Il y a une dualité tellement répétée qu'elle n'est plus remise en question : les jeunes Africains soit restent pour construire le continent, soit partent pour se construire eux-mêmes. L'un est présenté comme un sacrifice. L'autre, comme une fuite. Cette dualité est fausse — et la recherche en économie de la diaspora documente pourquoi depuis plus de deux décennies.
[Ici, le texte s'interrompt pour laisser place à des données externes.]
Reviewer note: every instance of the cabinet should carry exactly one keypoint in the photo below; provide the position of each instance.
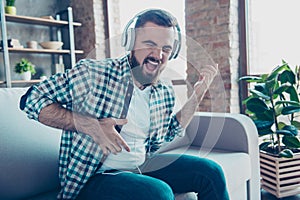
(56, 23)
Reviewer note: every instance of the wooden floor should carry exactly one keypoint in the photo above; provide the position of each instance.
(267, 196)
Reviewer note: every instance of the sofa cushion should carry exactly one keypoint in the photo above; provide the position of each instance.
(28, 150)
(236, 165)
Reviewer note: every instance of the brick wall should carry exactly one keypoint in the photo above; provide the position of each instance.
(213, 26)
(212, 35)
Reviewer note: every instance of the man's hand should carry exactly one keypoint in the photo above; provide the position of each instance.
(206, 76)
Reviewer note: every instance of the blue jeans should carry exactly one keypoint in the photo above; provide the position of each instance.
(162, 176)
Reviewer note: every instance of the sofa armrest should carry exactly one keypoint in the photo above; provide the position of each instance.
(224, 132)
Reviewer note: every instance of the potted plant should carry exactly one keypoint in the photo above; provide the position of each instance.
(25, 68)
(274, 106)
(10, 7)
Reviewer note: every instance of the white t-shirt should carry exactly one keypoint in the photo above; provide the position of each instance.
(134, 133)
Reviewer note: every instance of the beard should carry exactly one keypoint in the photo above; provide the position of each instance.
(139, 75)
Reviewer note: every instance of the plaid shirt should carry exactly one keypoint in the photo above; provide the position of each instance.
(98, 89)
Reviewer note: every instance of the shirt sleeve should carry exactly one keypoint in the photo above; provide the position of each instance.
(60, 88)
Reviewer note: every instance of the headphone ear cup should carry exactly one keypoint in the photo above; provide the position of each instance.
(174, 51)
(130, 39)
(124, 38)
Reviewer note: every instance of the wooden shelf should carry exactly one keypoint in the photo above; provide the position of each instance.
(47, 51)
(37, 20)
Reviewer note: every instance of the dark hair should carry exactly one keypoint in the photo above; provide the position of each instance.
(156, 16)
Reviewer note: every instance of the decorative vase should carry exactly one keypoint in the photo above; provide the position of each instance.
(26, 76)
(11, 10)
(280, 176)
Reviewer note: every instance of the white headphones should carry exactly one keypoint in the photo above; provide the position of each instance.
(128, 36)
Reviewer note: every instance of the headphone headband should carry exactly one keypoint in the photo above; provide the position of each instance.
(128, 35)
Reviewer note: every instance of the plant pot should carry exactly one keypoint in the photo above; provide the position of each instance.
(280, 176)
(11, 10)
(26, 76)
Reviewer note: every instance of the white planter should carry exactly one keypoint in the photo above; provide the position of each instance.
(280, 176)
(26, 76)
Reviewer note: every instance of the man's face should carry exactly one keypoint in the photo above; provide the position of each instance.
(152, 49)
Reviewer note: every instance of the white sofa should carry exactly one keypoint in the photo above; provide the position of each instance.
(29, 151)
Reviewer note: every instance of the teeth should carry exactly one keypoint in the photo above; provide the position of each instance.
(152, 62)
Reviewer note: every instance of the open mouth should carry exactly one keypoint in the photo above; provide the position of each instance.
(151, 63)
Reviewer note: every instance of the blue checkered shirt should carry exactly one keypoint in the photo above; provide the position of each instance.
(98, 89)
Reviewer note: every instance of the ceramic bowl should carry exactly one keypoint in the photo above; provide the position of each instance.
(51, 44)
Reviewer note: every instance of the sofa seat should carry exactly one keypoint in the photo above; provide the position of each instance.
(236, 166)
(29, 151)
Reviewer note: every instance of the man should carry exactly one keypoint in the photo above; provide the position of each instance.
(116, 113)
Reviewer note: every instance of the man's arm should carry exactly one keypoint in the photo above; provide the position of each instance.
(102, 131)
(206, 76)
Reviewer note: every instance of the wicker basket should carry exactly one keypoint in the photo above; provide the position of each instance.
(280, 176)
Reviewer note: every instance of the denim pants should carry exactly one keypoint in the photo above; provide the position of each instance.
(162, 176)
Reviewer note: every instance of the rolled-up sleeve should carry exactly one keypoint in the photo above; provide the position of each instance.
(60, 88)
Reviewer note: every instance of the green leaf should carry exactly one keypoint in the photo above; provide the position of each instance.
(290, 110)
(263, 124)
(281, 125)
(264, 145)
(284, 132)
(270, 84)
(260, 87)
(275, 72)
(287, 77)
(293, 94)
(250, 79)
(296, 124)
(291, 128)
(256, 105)
(282, 88)
(292, 103)
(286, 153)
(265, 116)
(260, 94)
(291, 141)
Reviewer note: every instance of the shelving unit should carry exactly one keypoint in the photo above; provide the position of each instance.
(6, 51)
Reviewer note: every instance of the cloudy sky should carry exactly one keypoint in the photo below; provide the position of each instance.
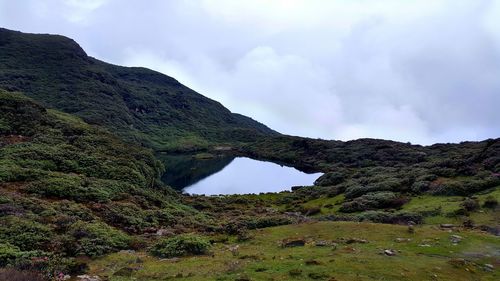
(407, 70)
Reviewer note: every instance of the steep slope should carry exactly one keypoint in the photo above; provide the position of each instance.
(136, 103)
(69, 189)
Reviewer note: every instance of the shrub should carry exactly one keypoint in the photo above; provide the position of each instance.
(181, 245)
(470, 204)
(25, 234)
(374, 200)
(332, 178)
(12, 274)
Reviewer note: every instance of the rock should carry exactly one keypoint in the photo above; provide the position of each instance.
(86, 277)
(455, 239)
(293, 242)
(356, 240)
(447, 225)
(488, 267)
(389, 252)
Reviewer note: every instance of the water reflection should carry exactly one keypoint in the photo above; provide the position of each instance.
(229, 175)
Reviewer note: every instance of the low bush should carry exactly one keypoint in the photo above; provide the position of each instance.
(332, 178)
(470, 205)
(181, 245)
(12, 274)
(96, 239)
(374, 200)
(490, 202)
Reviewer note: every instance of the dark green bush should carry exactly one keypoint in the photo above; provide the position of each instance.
(96, 239)
(181, 245)
(331, 178)
(490, 202)
(25, 234)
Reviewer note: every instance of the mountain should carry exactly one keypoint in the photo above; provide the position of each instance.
(138, 104)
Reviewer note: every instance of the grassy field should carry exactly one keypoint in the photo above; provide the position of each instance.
(426, 254)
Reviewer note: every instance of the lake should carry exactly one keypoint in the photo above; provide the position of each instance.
(230, 175)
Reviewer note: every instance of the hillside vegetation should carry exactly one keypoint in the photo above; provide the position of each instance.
(138, 104)
(81, 189)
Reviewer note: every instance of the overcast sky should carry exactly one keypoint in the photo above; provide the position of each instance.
(418, 71)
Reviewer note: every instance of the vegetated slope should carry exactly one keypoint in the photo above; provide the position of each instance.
(368, 175)
(136, 103)
(68, 189)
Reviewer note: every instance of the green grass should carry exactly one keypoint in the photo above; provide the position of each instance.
(264, 259)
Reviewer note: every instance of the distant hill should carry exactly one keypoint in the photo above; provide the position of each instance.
(136, 103)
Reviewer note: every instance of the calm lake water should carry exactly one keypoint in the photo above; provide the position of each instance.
(230, 175)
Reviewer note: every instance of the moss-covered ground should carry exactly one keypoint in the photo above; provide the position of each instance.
(426, 254)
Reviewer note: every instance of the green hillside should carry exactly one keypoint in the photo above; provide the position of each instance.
(136, 103)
L'effet de précédent est réel, et il n'est pas symbolique
En 2000, plus d'un tiers de la main-d'œuvre hautement qualifiée de la Silicon Valley était née à l'étranger, majoritairement d'Asie, et les ingénieurs indiens et chinois dirigeaient une part frappante des entreprises technologiques qui y avaient été fondées au cours des deux décennies précédentes. La chercheuse AnnaLee Saxenian, qui a étudié cela de manière approfondie, a appelé ce qui s'est passé ensuite une « circulation des cerveaux » plutôt qu'une fuite des cerveaux : le succès visible des ingénieurs indiens et chinois dans la Silicon Valley a changé ce qui était considéré comme possible dans leur pays d'origine, bien avant que la majeure partie de ce succès ne se traduise par des investissements directs. Les universités se sont adaptées. Les recruteurs ont commencé à chercher. Une génération entière a grandi en croyant qu'il existait un chemin que les générations précédentes avaient dû inventer à partir de rien.
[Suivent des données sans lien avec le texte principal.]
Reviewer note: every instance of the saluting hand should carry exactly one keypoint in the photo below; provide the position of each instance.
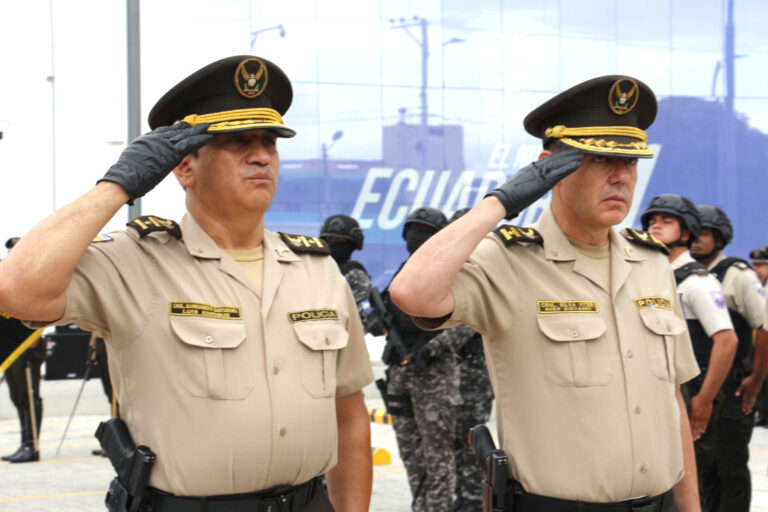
(700, 412)
(534, 180)
(149, 159)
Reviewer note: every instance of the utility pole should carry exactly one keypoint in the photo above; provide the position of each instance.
(134, 85)
(424, 45)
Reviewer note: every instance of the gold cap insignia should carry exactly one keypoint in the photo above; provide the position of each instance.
(251, 77)
(623, 96)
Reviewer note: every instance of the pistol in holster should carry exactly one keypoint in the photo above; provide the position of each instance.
(493, 462)
(132, 464)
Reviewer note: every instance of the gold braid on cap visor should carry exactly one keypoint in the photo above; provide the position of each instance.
(234, 119)
(590, 138)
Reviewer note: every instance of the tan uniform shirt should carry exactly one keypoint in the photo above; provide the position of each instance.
(585, 377)
(743, 293)
(233, 388)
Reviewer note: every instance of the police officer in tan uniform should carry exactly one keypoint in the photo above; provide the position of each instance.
(237, 353)
(582, 326)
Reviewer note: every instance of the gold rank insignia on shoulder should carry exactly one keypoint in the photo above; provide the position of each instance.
(645, 238)
(510, 234)
(653, 302)
(303, 243)
(101, 237)
(149, 224)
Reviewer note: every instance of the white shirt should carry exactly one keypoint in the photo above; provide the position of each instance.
(702, 298)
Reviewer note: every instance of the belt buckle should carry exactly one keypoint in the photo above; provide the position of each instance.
(276, 504)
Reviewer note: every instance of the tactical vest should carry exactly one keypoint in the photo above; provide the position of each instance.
(742, 362)
(702, 344)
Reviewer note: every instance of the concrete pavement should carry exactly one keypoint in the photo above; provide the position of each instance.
(76, 481)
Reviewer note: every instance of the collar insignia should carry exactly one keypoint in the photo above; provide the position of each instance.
(303, 243)
(251, 77)
(510, 234)
(644, 238)
(149, 224)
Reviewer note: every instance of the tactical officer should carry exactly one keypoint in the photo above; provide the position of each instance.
(475, 409)
(427, 380)
(22, 376)
(343, 235)
(237, 353)
(759, 258)
(728, 485)
(582, 324)
(674, 220)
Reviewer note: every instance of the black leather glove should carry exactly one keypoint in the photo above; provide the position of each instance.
(534, 180)
(149, 159)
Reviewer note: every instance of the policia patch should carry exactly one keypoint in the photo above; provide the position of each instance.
(149, 224)
(303, 243)
(510, 234)
(646, 239)
(313, 314)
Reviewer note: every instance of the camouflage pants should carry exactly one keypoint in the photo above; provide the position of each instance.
(477, 397)
(425, 440)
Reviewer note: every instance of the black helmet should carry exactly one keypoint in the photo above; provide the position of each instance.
(714, 218)
(458, 213)
(759, 255)
(428, 216)
(677, 205)
(343, 226)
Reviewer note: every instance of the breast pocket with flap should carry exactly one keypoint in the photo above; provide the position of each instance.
(574, 352)
(318, 354)
(212, 360)
(662, 326)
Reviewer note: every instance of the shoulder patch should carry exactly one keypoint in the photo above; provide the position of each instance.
(303, 243)
(510, 234)
(646, 239)
(101, 237)
(149, 224)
Ce n'est pas du folklore. C'est un modèle documenté : le succès visible à l'étranger fonctionne comme un signal de crédibilité, abaissant le risque perçu d'investir dans, d'embaucher de, ou de construire vers une communauté donnée. Un Africain qui entre dans une salle de conférence, un laboratoire, un tribunal ou sur une scène qu'il n'était pas censé atteindre fait le même travail. Il n'est pas tenu d'envoyer de l'argent chez lui pour que ce travail compte. Le précédent opère, qu'il soit accompagné ou non de capitaux.
Pourquoi le précédent seul ne suffit pas
C'est là que la même étude de cas devient instructive. Le précédent a changé la perception. Il n'a pas, à lui seul, construit le secteur technologique de Bangalore. Cela a nécessité quelque chose que les recherches ultérieures de Saxenian ont spécifiquement suivi : des ingénieurs qui avaient bâti des carrières et des réseaux à l'étranger sont revenus activement, ont fondé des entreprises et ont délibérément rapatrié des capitaux et de l'expertise — la circulation des cerveaux complétant la boucle, pas seulement la démarrant.
Les données financières plus larges racontent une histoire parallèle. Les transferts de fonds vers les pays en développement dépassent désormais les investissements directs étrangers en volume — mais les deux ne sont pas interchangeables, et les traiter comme des substituts passe à côté de l'essentiel. Les transferts de fonds augmentent principalement la consommation des ménages : ils maintiennent les soins de santé et l'éducation à la portée d'une famille, ce qui est énormément important, mais opère à l'échelle d'un ménage. Les IDE, eux, ont tendance à construire des industries, des infrastructures et des emplois à long terme à grande échelle. Une porte ouverte et des capitaux qui y transitent sont deux mécanismes différents. Le précédent se rapproche du premier. Il ne remplace pas le second.
Ce qui est réellement dû
La position honnête considère les deux mécanismes sans les hiérarchiser. Établir le précédent est un travail réel et documenté, et il mérite le respect en soi — le même respect qu'il reçoit dans toutes les autres études de cas de diasporas qui ne concernent pas l'Afrique. Mais le précédent n'excuse pas de sauter le deuxième mécanisme. Le réinvestissement actif et structuré est toujours ce qui transforme une porte élargie en une véritable industrie, une véritable institution, un véritable vivier de talents — la partie de la circulation des cerveaux dont Bangalore avait besoin et qu'elle a finalement obtenue.
Les deux choses sont dues. La présence et l'effort. Ni l'un ni l'autre ne remplace l'autre, et prétendre qu'ils sont des substituts est ce qui maintient le faux choix en vie.